Natali Lazzari; Jose A. Sanabria-Fernandez (UB)




The alarming loss of species, together with the current human-nature disconnection, threatens the future of marine biodiversity. In less than 40 years, more than 35% of the biodiversity present in the seas and oceans has been lost. 


To halt and reverse this negative trend it is necessary to promote environmental conservation strategies based on long-term biodiversity monitoring and fostering human-nature connectedness. Our previous projects INBIOMAR and INBIOMAR II laid the basis for the first marine biodiversity observatory in remote Spanish areas of the Alboran Sea, a geographical area characterized by its uniqueness and lack of knowledge. 
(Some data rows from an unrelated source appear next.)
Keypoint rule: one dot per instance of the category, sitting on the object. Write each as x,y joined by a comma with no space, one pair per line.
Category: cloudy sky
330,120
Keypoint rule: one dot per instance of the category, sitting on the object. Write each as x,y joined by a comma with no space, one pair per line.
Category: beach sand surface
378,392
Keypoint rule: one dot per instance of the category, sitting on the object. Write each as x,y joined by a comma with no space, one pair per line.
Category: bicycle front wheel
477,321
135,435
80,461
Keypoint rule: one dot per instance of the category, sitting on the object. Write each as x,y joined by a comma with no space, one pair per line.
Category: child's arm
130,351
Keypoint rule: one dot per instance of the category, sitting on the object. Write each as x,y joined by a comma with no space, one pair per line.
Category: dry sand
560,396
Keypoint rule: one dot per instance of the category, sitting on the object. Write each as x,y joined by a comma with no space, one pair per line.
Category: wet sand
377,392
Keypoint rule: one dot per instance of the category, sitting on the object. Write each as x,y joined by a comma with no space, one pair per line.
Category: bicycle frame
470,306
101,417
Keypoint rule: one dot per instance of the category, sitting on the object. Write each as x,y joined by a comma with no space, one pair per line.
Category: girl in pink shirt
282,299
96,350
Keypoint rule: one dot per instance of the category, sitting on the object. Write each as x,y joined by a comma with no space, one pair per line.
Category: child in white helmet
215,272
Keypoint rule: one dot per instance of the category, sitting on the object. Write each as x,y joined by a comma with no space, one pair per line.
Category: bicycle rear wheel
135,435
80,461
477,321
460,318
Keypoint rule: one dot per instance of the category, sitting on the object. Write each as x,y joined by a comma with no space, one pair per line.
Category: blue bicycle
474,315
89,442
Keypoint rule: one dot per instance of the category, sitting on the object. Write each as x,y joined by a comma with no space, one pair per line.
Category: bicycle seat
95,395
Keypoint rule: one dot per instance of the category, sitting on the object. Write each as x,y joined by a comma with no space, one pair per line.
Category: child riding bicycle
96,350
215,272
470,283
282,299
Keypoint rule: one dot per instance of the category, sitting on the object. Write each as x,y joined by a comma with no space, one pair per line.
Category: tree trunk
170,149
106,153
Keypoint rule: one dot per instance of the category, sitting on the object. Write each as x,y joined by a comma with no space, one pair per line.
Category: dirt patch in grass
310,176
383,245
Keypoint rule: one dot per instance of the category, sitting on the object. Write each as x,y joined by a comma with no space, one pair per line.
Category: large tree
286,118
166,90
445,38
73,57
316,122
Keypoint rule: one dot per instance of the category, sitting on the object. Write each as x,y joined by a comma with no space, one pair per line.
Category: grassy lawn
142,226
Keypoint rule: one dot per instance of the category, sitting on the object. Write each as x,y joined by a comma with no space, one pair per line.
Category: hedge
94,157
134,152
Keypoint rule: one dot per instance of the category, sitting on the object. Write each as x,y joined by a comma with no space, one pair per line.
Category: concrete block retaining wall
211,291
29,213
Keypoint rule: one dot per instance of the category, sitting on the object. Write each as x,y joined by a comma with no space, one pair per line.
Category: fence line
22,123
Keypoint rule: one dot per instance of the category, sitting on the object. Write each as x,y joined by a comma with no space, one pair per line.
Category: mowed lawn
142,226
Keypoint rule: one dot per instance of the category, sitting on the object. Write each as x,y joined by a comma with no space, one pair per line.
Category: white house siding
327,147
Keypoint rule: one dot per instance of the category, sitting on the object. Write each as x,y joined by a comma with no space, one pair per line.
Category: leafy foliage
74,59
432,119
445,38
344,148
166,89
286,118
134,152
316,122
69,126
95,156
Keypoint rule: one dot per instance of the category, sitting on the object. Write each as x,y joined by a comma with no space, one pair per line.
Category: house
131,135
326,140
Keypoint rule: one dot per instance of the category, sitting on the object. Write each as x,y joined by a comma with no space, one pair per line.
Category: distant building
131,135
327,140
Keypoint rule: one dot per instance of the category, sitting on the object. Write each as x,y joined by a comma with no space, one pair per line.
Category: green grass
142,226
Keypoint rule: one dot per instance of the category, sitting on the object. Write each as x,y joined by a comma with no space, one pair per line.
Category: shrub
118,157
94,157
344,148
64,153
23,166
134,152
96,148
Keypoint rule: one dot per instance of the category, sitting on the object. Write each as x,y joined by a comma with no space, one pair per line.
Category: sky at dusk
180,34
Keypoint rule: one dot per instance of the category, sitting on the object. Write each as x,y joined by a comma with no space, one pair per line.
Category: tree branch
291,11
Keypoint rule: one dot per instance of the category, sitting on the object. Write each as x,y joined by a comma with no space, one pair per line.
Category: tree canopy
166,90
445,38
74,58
The ongoing INBIOMAR III project aims to give continuity to such important work by providing knowledge on the temporal evolution of threatened or endangered fish and macroinvertebrate communities in the study areas: the Ciudad Autonoma de Melilla, the ZEC Acantilados de Aguadú, and the ZEC Islas Chafarinas. As in the previous projects, INBIOMAR III will use the citizen science method Reef Life Survey to collect biodiversity information through underwater visual censuses, directly involving society in the study of threatened marine biodiversity. 


Beyond feeding the temporary database, INBIOMAR III results will provide essential information to adapt conservation strategies to actual needs and will contribute to strengthening human-nature connections.